I'm taking a class in database design. The curriculum focuses heavily on nomalization. The steps and methods speak for themselves, however I find the intuition aspect frustrating. Is there a mathematical way to handle data normalization, where one can assign the properties and crunch a mathematically certain conclusion?
I'll give another real world example in a discussion regarding addresses.
You are architect in charge of redesigning a legacy app with an old database that contains address information. The DB currently has 1 field for all address information.

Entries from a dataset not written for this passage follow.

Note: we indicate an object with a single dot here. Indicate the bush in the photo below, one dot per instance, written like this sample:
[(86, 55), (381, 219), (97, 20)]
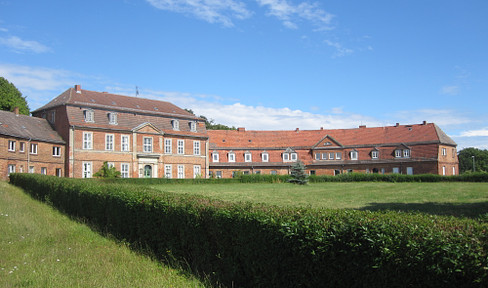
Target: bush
[(250, 245)]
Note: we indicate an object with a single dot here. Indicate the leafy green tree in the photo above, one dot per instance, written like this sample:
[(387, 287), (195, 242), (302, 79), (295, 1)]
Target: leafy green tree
[(466, 160), (298, 174), (10, 97), (107, 172)]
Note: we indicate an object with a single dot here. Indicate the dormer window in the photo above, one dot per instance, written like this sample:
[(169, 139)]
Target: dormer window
[(89, 115), (112, 118), (353, 155), (175, 124), (193, 126)]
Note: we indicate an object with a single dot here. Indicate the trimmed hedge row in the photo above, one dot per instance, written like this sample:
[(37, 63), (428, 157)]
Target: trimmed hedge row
[(249, 245)]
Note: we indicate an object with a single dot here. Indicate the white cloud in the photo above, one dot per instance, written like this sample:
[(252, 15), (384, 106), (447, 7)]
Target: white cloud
[(475, 133), (212, 11), (289, 13), (19, 45), (450, 90)]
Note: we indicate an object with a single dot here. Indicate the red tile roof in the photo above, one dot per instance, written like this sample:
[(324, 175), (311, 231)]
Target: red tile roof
[(419, 133)]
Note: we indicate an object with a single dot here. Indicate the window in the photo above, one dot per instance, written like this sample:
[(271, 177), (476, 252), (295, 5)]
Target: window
[(87, 170), (109, 142), (87, 140), (168, 171), (147, 145), (196, 147), (175, 124), (56, 151), (215, 157), (354, 155), (406, 153), (374, 154), (11, 169), (167, 146), (196, 171), (181, 146), (124, 170), (124, 143), (89, 115), (193, 126), (112, 118), (181, 171), (33, 148), (247, 157), (11, 146), (293, 156)]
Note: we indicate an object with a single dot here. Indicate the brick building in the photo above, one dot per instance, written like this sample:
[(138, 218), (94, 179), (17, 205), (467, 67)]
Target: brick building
[(29, 144), (407, 149), (139, 137)]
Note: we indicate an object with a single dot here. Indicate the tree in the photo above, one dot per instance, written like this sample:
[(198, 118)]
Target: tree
[(466, 160), (210, 123), (298, 174), (107, 172), (10, 97)]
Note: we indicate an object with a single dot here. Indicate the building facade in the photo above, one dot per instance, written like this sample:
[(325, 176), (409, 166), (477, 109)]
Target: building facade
[(139, 137), (29, 144), (406, 149)]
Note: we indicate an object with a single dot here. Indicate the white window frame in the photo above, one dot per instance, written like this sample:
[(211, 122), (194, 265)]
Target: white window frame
[(197, 171), (180, 147), (168, 171), (11, 145), (168, 143), (247, 157), (109, 142), (354, 155), (181, 171), (11, 169), (87, 169), (232, 157), (147, 144), (125, 143), (196, 147), (56, 151), (112, 118), (89, 115), (87, 140), (375, 154), (124, 170), (175, 124), (33, 149)]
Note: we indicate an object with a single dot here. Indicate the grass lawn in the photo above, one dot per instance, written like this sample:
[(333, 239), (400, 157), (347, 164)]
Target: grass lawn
[(39, 247), (457, 199)]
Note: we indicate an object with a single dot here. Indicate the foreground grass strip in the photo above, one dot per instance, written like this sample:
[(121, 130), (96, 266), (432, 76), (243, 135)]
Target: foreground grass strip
[(39, 247)]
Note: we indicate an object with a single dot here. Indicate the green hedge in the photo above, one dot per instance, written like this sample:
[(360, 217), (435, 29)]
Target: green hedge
[(248, 245)]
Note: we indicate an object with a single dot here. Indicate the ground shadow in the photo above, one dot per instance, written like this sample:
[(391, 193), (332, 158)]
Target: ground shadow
[(470, 210)]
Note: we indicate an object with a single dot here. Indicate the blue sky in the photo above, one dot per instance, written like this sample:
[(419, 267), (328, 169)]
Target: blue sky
[(263, 64)]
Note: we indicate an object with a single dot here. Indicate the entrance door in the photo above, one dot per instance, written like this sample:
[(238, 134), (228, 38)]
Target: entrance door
[(147, 171)]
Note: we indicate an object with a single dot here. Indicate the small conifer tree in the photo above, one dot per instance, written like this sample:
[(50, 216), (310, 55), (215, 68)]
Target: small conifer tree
[(298, 174)]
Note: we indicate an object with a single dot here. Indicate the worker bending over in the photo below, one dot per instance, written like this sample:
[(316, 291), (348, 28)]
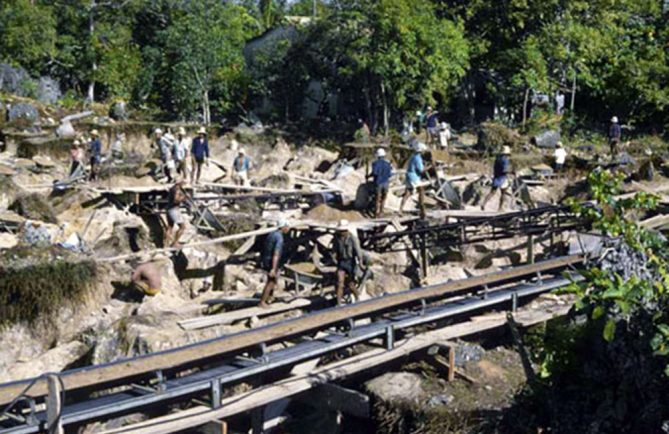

Our address looks something like this:
Address
___________________________________
Bob Robertson 123 Broad Way Springfield IL 62701
Unacceptable! Let's normalize this a bit to remove some of that redundancy, so in our second pass, we break it up into a few fields:
Address1 Address2 City State Zip
________ ________ ____ _____ ____
Bob Robertson 123 Broad Way Springfield IL 62701
Well, you say, there are multiple addresses within a state, so we need to break that out into a lookup table, and we can save tons of space on that city name, and there is a one to many relationship between streetname and all of the numbers that exist on that street.
We also need to represent the 9 digit zip codes, and one 5 digit zip code has multiple 4 digit suffixes, so that needs it's own table too in order to fully normalize this relationship, boy am I clever!
Also, we might have multiple robertsons, and multiple Bobs that we ship things to, so we need a cross reference lookup table for that as well.
At this point, our table may look like this:
FirstNameID LastNameID StreetID StreetNum CityID StateProvinceID ZipID 4DigitSuffix
__________ _________ ________ ___________ ______ _______________ _____ ___________
3452 1257 45 234 990 32 123 1234
If you presented this to most rational developers, requiring 6 or more joins just to get address information, you might get run out of town on a rail. In many cases, there is an optimal middle ground that satisfies business needs and also speed/ease of development.